There was a wave of studies that followed.

For patients with treatment-resistant depression, the Food and Drug Administration had approved implantable pulse-generating devices that sent electrical signals to the vagus nerve by 2005. Epilepsy and obesity are also treated with similar devices – which help control feelings of hunger and fullness. In contrast, these devices are expensive and can take months to work, sometimes even a year.

Currently, researchers are recruiting patients for the largest clinical trial to date examining whether vagus nerve stimulation can help patients with depression who don’t respond to other treatments.

Bipolar depression has so few treatments available that it may be especially helpful to those with the disorder, said Doctor, a senior psychiatrist involved in the clinical trial and chief science officer at the Institute for Advanced Diagnostics and Therapeutics, a center within the Sheppard Pratt psychiatric hospital that helps those who haven’t responded to conventional treatments and medications.

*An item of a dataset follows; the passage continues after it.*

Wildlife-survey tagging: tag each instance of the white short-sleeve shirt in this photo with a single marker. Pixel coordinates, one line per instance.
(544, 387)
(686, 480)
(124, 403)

The problem with treating depression is that “we’ve got a lot of medications that basically do the same thing,” Doctor said. “We don’t have a lot of novel stuff when patients do not respond to those medications.”

Insurance companies have so far declined to pay for implanted vagus nerve stimulation, with the exception of Medicare recipients taking part in the latest clinical trial.

As a result of Doctor’s research, which uses vagus nerve stimulation to treat inflammation, it may also prove useful for treating psychiatric disorders such as PTSD. Emory University’s Behavioral Immunology Program director.. He studies how the brain and immune system interact, and how those interactions can contribute to depression and stress.

According to him, PTSD is characterized by increased levels of inflammation in the blood, which can affect anxiety-related circuits in the brain.

During a pilot study at Emory, for example, researchers stimulated the neck skin near the vagus in 16 people, eight of whom received a sham treatment and eight of whom received a vagus nerve stimulation treatment. According to the researchers, stimulation treatment reduced inflammatory responses to stress and was associated with a decrease in PTSD symptoms, suggesting that such stimulation may be helpful for some patients, including those with elevated inflammatory biomarkers.

A method of adjusting vagus nerve electrical stimulation based on a patient’s physiology has also been patented by Doctor and his colleagues at the University of Florida. His current project is to develop an external medical device that uses this approach for patients with PTSD with the company Evren Technologies, where he is a shareholder.

How do you measure vagus nerve activity?

Due to its complexity, it is difficult to measure the vagus nerve’s activity directly. The heart is connected to some vagus nerve fibers, so experts can indirectly measure cardiac vagal tone — the way in which your nervous system regulates your heart — through an EKG, which measures how the amount of time between your heartbeats fluctuates.

Diabetes, heart failure, and hypertension have been associated with abnormal vagal tone.

Having a high variability between heartbeats may indicate an ideal vagal tone.

How can you improve your vagal ‘tone’ at home?

When you hold your breath and submerge your face in cold water, you trigger the “diving reflex,” which slows your heartbeat and constricts your blood vessels. People who have tried it report that it has a calming effect and can even reduce insomnia. To relieve anxiety, others wrap an ice pack in cloth and place it on their chests.

In terms of controlling anxiety or depression, these specific exercises haven’t been adequately studied, so it’s difficult to determine if they work or how well they work. It’s worth a try, however, according to some experts.

“Certainly, it’s one of the more benign things you can do,” he said.

Doctor cautioned, however, saying that without clinical data, it’s difficult to assess risks and benefits. A physician should be consulted before doing any intervention, he advised.

Doctor recommended maintaining high vagus nerve activity through mindfulness, exercise, and paced breathing. “These are all very healthy for you.”